Frequency bias is one of the primary perceptions affecting consumer anxiety. Here’s why. One reason for the lower inflation rate is that prices are falling for goods like furniture, electronics, used cars, and even some clothing. At the same time, food prices have continued to rise. Because we buy groceries and other small household items so often, we are much more aware of the prices for cereal, toilet paper, and Snickers bars than we are of those for infrequent purchases like television sets or cars. This is the case even though, according to Donovan, groceries represent less than a tenth of an average household budget.

A related factor may be our perception that “falling inflation” automatically means “falling prices.” Since inflation is lower, why have the prices of apples or bread stayed high? In part this is because inflation works somewhat like compound interest. For example, many “dollar” stores increased their pricing from $1.00 to $1.25. Now that inflation is lower, we don’t see them dropping back to $1.00. Instead, lower inflation means costs are rising more slowly—so they can likely keep prices at $1.25 instead of having to jump to $1.35 or $1.50.  

Another bias at work is loss aversion, our tendency to feel the pain of a loss more strongly than we celebrate a win. The pain of a 14% increase in the price of Snickers bars over two years overshadows the benefit of a corresponding 22% drop in egg prices. That candy bar purchase feels like a personal affront to our wallets, while the egg bargain barely registers.

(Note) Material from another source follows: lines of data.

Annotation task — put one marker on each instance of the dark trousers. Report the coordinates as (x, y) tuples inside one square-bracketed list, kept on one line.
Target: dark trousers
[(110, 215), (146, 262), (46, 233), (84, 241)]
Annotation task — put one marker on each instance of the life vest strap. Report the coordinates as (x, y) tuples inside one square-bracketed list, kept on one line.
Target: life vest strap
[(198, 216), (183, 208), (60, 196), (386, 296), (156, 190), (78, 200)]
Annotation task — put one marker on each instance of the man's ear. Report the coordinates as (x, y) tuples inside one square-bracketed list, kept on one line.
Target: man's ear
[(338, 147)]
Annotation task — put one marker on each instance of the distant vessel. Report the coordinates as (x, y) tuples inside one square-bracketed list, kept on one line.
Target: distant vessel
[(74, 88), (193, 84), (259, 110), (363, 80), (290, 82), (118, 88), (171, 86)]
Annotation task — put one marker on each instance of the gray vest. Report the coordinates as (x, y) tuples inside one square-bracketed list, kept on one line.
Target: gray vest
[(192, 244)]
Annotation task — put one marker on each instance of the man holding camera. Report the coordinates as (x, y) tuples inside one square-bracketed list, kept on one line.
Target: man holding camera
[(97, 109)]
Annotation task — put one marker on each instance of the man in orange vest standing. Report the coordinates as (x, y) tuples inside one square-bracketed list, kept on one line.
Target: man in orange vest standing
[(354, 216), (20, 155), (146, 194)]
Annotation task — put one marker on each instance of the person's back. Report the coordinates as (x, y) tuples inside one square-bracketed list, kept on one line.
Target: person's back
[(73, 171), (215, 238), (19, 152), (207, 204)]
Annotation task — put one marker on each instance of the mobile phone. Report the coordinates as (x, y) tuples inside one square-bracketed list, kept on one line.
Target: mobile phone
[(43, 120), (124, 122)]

Confirmation bias—our pattern of seeking out information that supports our pre-existing beliefs—plays a role here, as well. Left-leaning progressives generally blame inflation on factors like corporate greed, wealth disparities, and systemic flaws; favoring solutions like social safety nets, price controls, and radical economic change. Those on the far right tend to link high inflation to immigration, government excess, and foreign dependence; advocating for fixes like austerity, deregulation, and self-reliance. Neither perception is grounded in the reality of falling inflation and a strong economy.

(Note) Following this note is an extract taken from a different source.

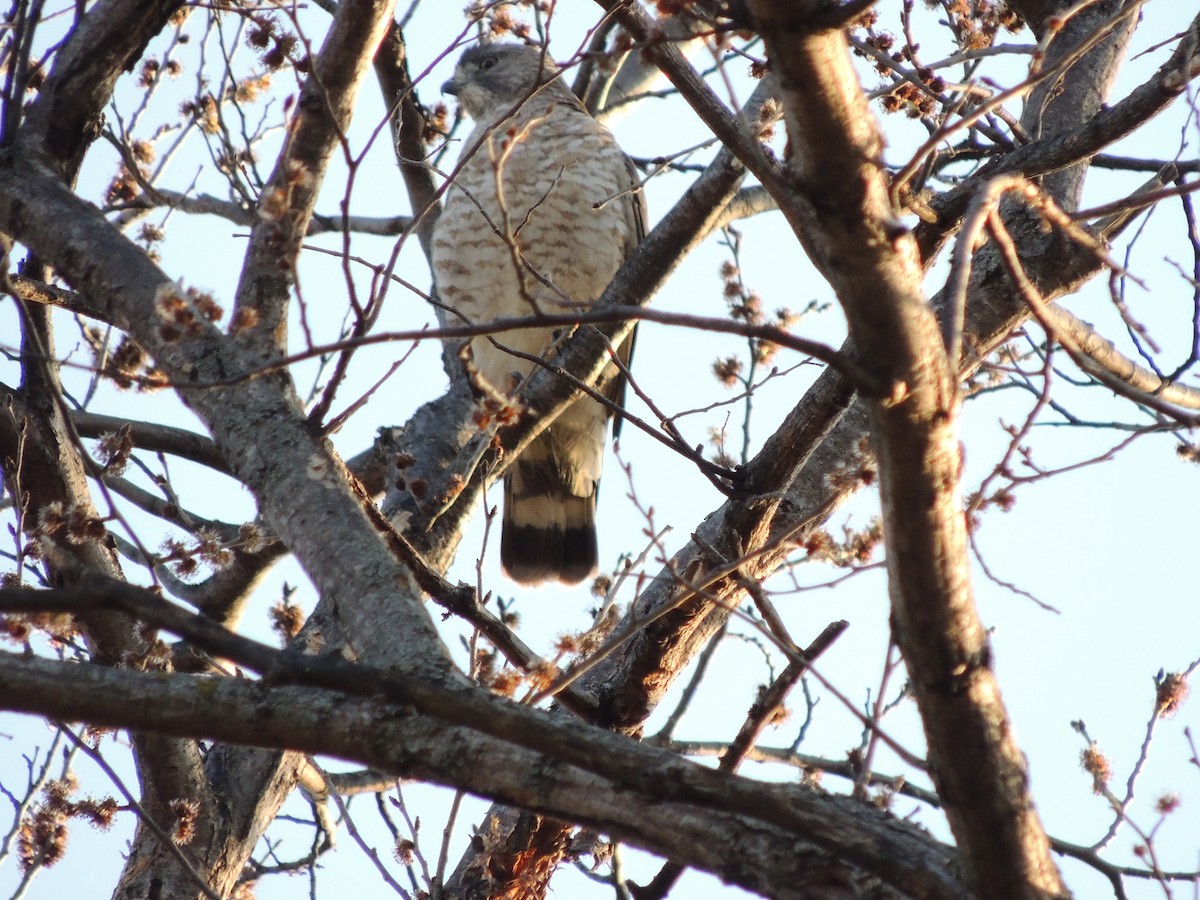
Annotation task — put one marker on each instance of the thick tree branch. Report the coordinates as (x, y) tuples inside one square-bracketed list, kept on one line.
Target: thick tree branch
[(493, 747)]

Our political beliefs can cause our brains to cherry-pick data that reinforces our preferred story of the economy, regardless of whether it aligns with economic reality. Those beliefs can cause us to be invested in finding “proof” that inflation is rising or falling, even if it requires disregarding factual proof contrary to our biases. “Your perception of the economy used to influence your political leanings. Nowadays, Americans’ political leanings determine how they perceive the economy,” according to Mike Allen at Axios AM, January 20, 2024.

Given the interplay of economic data, cognitive biases, and political agendas, it’s no wonder that our views on inflation are complex and may not reflect economic reality. Understanding this complexity can help you navigate the inflation debate. It’s helpful to maintain a critical eye toward price changes, a conscious awareness of our cognitive biases, and a healthy dose of skepticism regarding partisan narratives.